United States Sen. Kamala Harris came out against the current money bail system at an NAACP legislative seminar July 24 during the 108th NAACP Convention at Baltimore City’s Convention Center.
Appealing to ideals of economic as well as criminal justice, and highlighting risks and flaws she perceives in the current system, the junior senator from California aims to reform a court practice older than the United States system of courts that is deeply rooted in English common law.
Using a figure of $20,000, the average bail set for low-level offences according to the senator, Harris laid out a long chain of consequences that can come from such a steep obligation in her address.
While the amount scheduled by the judge is unpaid, the arrested person remains in jail. This runs the risks of lost wages and job loss and also the risk that, if the detained is a single mother, her children will be left unsupervised or be taken away by Child Protective Services, Harris said.
Using the same $20,000 figure, Harris explained that bail bondsmen will ask for a dramatically reduced amount that a modern family will still struggle to raise.

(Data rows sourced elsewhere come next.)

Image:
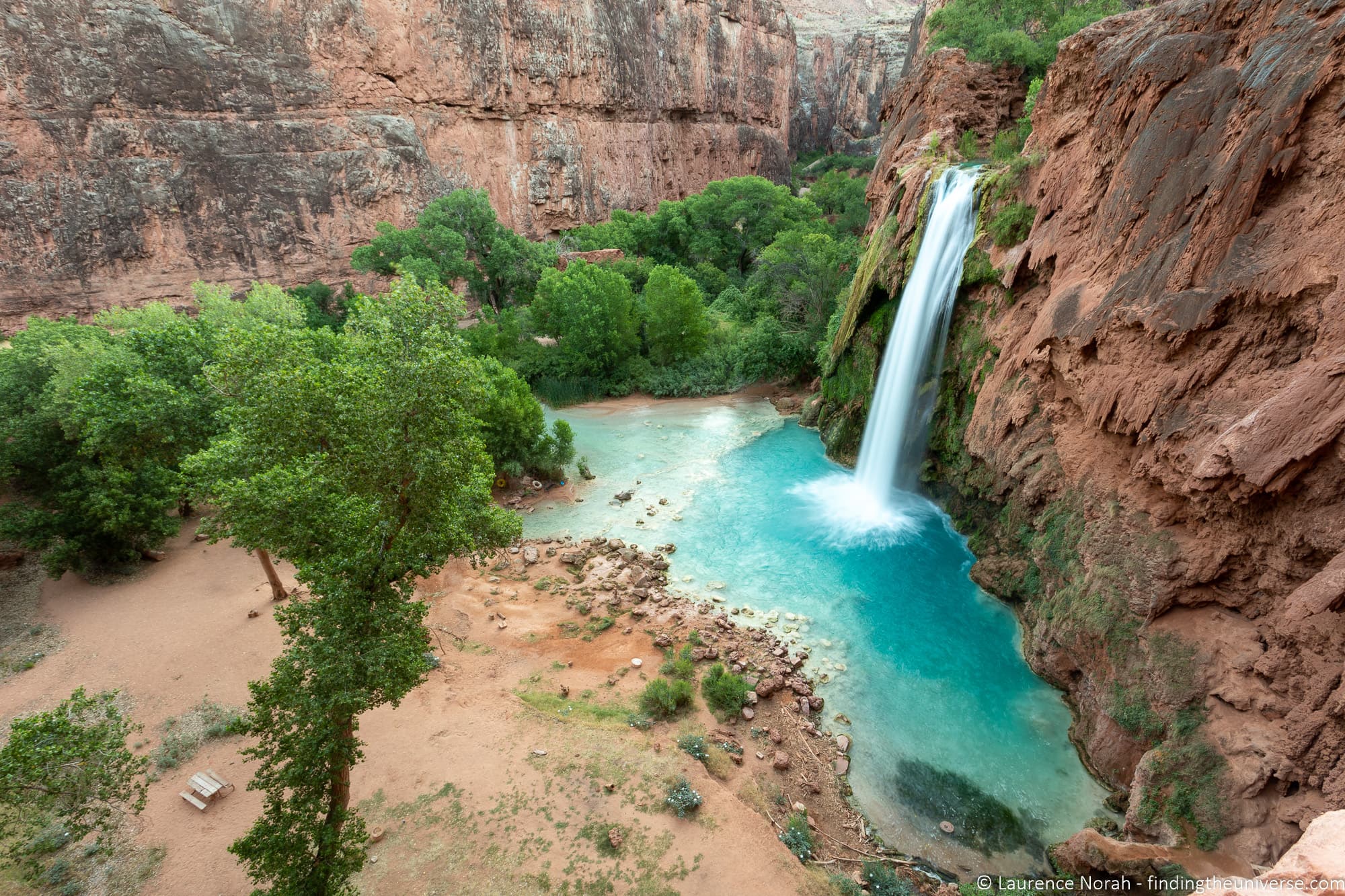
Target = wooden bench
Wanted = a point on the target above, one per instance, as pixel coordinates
(206, 786)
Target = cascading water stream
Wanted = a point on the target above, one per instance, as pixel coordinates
(876, 505)
(899, 417)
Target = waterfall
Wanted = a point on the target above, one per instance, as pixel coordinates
(899, 417)
(876, 506)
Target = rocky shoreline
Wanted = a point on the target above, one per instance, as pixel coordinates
(783, 724)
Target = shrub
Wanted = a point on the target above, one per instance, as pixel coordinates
(1007, 146)
(683, 798)
(798, 838)
(679, 665)
(884, 881)
(977, 268)
(724, 692)
(693, 745)
(664, 697)
(843, 885)
(185, 735)
(968, 145)
(1012, 224)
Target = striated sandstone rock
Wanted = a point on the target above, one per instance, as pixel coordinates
(146, 146)
(851, 54)
(1174, 368)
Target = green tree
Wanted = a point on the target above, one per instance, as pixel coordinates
(85, 439)
(801, 275)
(591, 311)
(1019, 33)
(843, 200)
(676, 325)
(459, 236)
(356, 456)
(731, 221)
(69, 767)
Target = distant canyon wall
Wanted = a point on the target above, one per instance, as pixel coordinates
(149, 145)
(1143, 413)
(851, 56)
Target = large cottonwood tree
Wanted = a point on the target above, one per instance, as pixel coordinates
(354, 456)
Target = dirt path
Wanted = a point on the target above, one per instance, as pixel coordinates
(453, 774)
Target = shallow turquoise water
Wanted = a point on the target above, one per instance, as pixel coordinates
(922, 661)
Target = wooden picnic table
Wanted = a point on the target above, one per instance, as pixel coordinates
(206, 786)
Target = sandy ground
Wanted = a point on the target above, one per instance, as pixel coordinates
(453, 774)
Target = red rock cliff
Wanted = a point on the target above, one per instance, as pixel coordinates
(1145, 434)
(145, 146)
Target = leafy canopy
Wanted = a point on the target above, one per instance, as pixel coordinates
(591, 311)
(676, 325)
(69, 767)
(1019, 33)
(356, 456)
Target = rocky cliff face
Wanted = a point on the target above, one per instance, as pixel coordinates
(1143, 417)
(851, 54)
(149, 145)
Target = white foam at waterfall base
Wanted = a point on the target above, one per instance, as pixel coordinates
(874, 506)
(851, 514)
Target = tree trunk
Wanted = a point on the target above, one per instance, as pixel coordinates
(338, 806)
(278, 589)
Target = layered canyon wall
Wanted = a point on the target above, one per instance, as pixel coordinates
(851, 56)
(1141, 423)
(149, 145)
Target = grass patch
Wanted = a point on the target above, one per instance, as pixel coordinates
(798, 837)
(724, 692)
(611, 715)
(186, 733)
(665, 697)
(1186, 788)
(1012, 224)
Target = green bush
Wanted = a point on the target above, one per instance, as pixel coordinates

“The bail bondsman says, ‘I’ll put that up for you but, in return, you’ve got to give me 10 percent,’ which is $2,000,” Harris said. “Now who of us has $2,000 cash sitting around?”
Results of a 2016 survey by Gobankingrates.com show that 69 percent of Americans have fewer than $1,000 in savings.

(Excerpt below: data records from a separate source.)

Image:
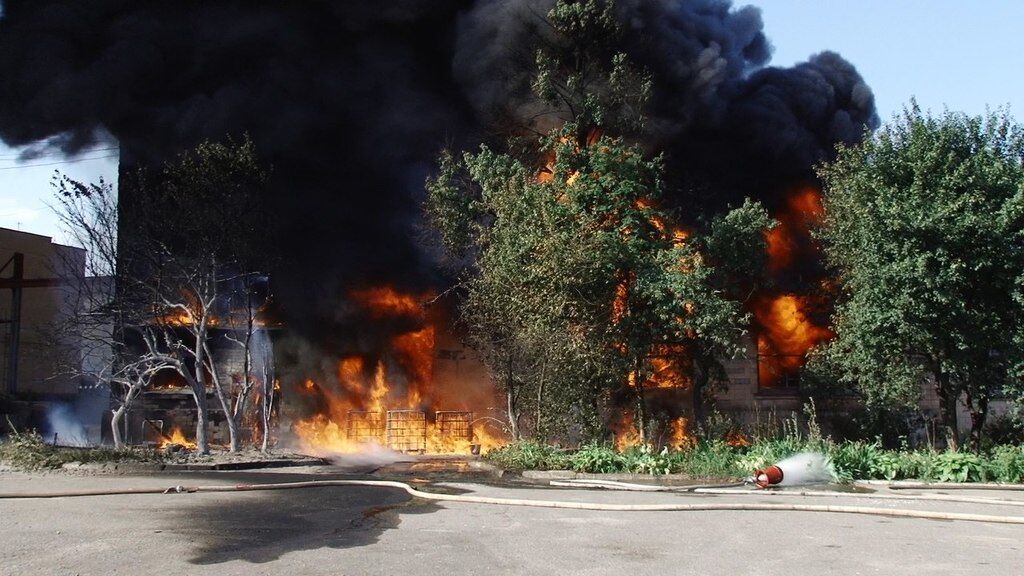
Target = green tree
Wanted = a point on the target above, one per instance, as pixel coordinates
(924, 229)
(574, 276)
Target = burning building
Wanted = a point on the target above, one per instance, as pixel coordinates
(351, 103)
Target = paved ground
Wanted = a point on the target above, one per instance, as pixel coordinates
(375, 531)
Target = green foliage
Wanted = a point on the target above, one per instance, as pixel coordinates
(528, 455)
(957, 466)
(551, 259)
(597, 457)
(914, 216)
(581, 78)
(716, 459)
(28, 451)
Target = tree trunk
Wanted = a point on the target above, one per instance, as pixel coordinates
(202, 414)
(119, 441)
(979, 413)
(699, 384)
(947, 409)
(540, 400)
(232, 433)
(641, 419)
(267, 402)
(512, 403)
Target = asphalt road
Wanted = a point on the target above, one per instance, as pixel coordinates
(354, 531)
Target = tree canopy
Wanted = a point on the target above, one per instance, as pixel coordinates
(924, 231)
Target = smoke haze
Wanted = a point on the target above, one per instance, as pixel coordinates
(351, 101)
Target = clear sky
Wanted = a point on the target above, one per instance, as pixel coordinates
(964, 54)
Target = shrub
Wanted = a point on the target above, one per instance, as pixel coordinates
(528, 455)
(1006, 463)
(957, 466)
(597, 458)
(29, 451)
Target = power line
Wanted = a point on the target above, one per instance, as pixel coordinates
(54, 154)
(23, 166)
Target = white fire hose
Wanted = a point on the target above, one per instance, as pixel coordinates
(723, 490)
(542, 503)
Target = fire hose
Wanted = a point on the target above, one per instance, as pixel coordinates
(468, 498)
(726, 490)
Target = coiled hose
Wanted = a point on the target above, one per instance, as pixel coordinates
(468, 498)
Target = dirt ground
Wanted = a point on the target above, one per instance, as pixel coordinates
(380, 531)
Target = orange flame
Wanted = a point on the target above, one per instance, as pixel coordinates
(787, 334)
(178, 438)
(387, 400)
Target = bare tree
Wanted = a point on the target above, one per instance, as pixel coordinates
(172, 260)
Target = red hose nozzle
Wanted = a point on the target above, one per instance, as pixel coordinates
(768, 477)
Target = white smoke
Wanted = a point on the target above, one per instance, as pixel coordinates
(806, 467)
(64, 427)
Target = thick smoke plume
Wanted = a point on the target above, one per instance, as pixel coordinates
(351, 101)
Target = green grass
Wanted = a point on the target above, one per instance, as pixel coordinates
(27, 451)
(850, 460)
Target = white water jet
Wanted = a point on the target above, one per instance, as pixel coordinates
(64, 427)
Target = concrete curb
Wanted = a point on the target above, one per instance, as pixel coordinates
(192, 466)
(617, 477)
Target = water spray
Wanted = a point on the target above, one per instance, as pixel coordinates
(806, 467)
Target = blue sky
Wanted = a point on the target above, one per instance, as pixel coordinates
(955, 53)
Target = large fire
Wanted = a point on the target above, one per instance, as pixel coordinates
(787, 327)
(389, 399)
(177, 438)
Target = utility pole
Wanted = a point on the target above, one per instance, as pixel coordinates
(17, 283)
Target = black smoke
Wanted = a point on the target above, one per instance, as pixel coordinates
(351, 100)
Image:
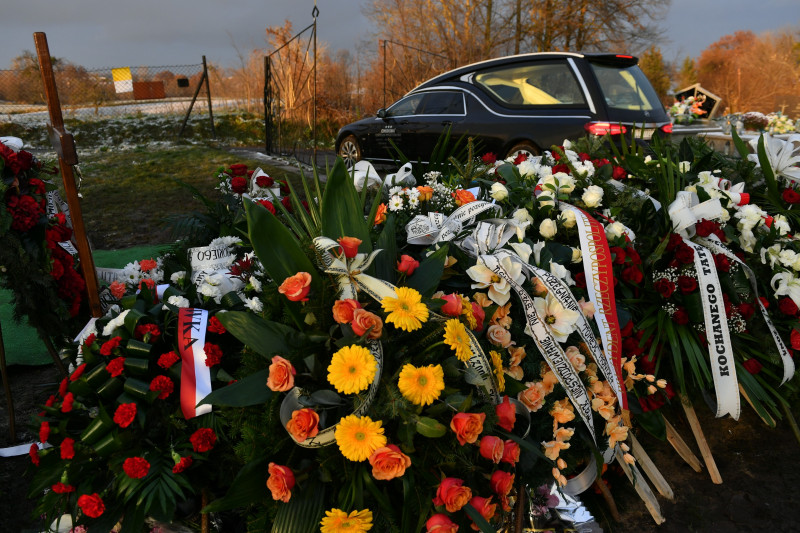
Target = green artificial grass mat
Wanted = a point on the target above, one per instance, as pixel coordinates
(21, 342)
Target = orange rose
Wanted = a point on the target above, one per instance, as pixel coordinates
(281, 375)
(304, 424)
(343, 310)
(380, 214)
(389, 462)
(363, 320)
(425, 193)
(463, 197)
(467, 426)
(491, 448)
(499, 336)
(532, 397)
(349, 246)
(296, 287)
(452, 494)
(280, 482)
(484, 506)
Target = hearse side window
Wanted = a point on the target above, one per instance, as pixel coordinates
(443, 103)
(407, 106)
(533, 85)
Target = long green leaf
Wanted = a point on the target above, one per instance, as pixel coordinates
(342, 211)
(249, 486)
(263, 336)
(248, 391)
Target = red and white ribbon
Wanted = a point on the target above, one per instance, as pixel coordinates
(195, 375)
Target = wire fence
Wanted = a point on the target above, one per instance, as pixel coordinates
(106, 93)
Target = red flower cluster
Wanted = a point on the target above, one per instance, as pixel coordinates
(162, 384)
(136, 467)
(203, 439)
(125, 414)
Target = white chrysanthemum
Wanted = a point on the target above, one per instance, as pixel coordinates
(395, 203)
(559, 320)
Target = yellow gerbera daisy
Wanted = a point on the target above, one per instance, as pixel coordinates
(407, 310)
(352, 369)
(338, 521)
(421, 385)
(499, 375)
(359, 436)
(455, 336)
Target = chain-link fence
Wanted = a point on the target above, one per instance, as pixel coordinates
(107, 92)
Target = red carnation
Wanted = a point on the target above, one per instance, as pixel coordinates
(34, 454)
(66, 405)
(116, 366)
(687, 284)
(215, 326)
(239, 184)
(125, 414)
(684, 253)
(76, 374)
(136, 467)
(680, 316)
(168, 359)
(182, 465)
(68, 448)
(213, 354)
(664, 287)
(143, 330)
(787, 306)
(790, 196)
(162, 384)
(110, 346)
(203, 439)
(60, 488)
(44, 432)
(91, 505)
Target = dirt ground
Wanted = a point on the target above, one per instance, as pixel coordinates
(760, 469)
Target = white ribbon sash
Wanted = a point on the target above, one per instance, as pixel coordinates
(600, 286)
(723, 369)
(786, 357)
(195, 375)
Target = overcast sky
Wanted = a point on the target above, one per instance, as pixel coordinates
(112, 33)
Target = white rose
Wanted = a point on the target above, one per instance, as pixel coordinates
(592, 196)
(498, 192)
(521, 215)
(615, 229)
(568, 219)
(548, 228)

Should the reduced amount be raised, even if defendant returns for trial, the amount paid to bondsmen is not returned to the defendant or his or her family.

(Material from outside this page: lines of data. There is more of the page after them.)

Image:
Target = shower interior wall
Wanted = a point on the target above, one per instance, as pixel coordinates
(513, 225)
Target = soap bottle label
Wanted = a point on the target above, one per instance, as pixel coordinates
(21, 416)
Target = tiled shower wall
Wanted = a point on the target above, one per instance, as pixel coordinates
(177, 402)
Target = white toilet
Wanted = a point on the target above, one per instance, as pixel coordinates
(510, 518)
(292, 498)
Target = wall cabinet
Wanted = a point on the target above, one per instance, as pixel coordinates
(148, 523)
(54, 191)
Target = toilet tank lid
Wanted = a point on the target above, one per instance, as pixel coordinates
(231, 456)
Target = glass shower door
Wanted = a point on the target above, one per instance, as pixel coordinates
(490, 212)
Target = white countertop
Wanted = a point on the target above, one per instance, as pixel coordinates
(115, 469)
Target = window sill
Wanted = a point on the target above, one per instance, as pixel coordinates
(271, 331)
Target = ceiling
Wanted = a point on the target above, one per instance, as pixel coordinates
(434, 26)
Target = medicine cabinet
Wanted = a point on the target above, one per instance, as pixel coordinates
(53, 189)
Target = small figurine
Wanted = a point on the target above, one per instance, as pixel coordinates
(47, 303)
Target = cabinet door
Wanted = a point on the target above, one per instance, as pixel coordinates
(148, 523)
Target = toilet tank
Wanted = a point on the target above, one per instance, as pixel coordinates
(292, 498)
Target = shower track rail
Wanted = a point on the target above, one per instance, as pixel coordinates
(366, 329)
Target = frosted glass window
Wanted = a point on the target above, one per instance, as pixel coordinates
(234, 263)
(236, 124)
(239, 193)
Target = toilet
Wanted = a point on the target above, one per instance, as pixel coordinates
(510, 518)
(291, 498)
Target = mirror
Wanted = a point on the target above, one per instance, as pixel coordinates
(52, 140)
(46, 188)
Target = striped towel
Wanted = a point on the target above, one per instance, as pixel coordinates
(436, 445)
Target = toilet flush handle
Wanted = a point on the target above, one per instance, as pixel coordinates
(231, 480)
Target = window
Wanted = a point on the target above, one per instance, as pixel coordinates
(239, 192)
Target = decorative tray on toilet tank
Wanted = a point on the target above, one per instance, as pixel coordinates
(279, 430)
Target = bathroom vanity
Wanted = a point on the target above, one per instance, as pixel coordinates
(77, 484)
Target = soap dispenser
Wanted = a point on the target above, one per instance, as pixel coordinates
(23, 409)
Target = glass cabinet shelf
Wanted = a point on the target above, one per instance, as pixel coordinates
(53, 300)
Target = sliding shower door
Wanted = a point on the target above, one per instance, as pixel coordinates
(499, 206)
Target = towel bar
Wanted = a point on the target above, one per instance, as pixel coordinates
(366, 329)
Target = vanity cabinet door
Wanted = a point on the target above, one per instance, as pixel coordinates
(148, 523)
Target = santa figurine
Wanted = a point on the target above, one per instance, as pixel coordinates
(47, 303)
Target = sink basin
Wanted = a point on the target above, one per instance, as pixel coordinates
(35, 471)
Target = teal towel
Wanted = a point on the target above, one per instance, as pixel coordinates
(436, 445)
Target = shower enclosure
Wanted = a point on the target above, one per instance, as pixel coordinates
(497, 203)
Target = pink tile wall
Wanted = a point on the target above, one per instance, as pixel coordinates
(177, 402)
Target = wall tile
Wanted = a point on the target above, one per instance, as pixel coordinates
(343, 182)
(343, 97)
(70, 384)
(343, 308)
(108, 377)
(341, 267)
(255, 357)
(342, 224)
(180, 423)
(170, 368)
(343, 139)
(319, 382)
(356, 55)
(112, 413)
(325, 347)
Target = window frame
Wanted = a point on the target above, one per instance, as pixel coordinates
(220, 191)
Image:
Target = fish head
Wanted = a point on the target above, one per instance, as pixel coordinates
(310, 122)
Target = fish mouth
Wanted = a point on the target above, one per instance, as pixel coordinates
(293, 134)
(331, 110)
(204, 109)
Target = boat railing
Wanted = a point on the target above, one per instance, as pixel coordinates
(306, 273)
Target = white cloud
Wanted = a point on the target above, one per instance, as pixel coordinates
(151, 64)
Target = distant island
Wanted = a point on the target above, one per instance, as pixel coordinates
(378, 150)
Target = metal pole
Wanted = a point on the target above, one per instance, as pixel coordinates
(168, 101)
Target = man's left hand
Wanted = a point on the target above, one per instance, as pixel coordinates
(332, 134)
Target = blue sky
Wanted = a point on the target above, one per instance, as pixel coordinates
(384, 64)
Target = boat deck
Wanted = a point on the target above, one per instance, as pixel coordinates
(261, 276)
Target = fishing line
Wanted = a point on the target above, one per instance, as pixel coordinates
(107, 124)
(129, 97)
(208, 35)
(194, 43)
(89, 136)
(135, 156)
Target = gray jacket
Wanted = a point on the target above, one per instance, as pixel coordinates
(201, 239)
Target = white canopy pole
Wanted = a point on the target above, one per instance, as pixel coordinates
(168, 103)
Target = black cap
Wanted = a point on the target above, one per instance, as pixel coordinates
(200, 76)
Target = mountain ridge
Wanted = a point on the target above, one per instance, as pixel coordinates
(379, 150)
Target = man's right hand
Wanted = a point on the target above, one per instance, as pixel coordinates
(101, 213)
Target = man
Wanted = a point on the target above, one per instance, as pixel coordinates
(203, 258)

When hardened and dangerous criminals enter the system, outcomes do not meet commonly held standards of justice, either, Harris said.
“Most of the members of transnational criminal organizations that I’ve dealt with have a lot of money, so they can put up the check,” Harris said. “That doesn’t make sense in terms of public safety.”
Harris is a former San Francisco district attorney and California attorney general, the first Black woman to serve at either post.
“In a system that is supposed to have blind justice, is it not an injustice that the person who can pay to get out of jail, gets out for the same offense, but the person who can’t pay to get out of jails sits in jail with all these other residual consequences?” Harris asked.
The senator’s proposal is to base bail on the known risks that the accused may pose to the community and the possible risks of injuries that the community may have to endure without an otherwise productive member of society.
“So, instead of deciding if someone gets at least to pre-trial based on whether they can come up with the money, let’s make the decision based on ‘are they a risk to their community?’” Harris said. “Because, then we would understand that that mother is not a risk to the community. Let’s do it in an assessment that says let’s look, for example, at someone’s record of criminal convictions and whether they have convictions for serious and violent crimes.”
Harris is working on the bill with Republican Sen. Rand Paul of Kentucky.
“On the issue of economic justice, this issue of cash money bail is an issue that impacts urban America as much as it does Appalachia,” Harris said.
Harris was in attendance with fellow Sens. Ben Cardin of Maryland, Bernie Sanders of Vermont and Tammy Duckworth of Illinois. Representatives in attendance were Bobby Scott of Virginia, Sheila Jackson Lee of Texas, Robin Kelly of Illinois, Nanette Barragán of California and Scott Taylor of Virginia. According to seminar moderator Hilary Shelton, director of the NAACP’s Washington Bureau and senior vice president for advocacy and policy, these attendees were selected for their 100 percent voting record with the NAACP.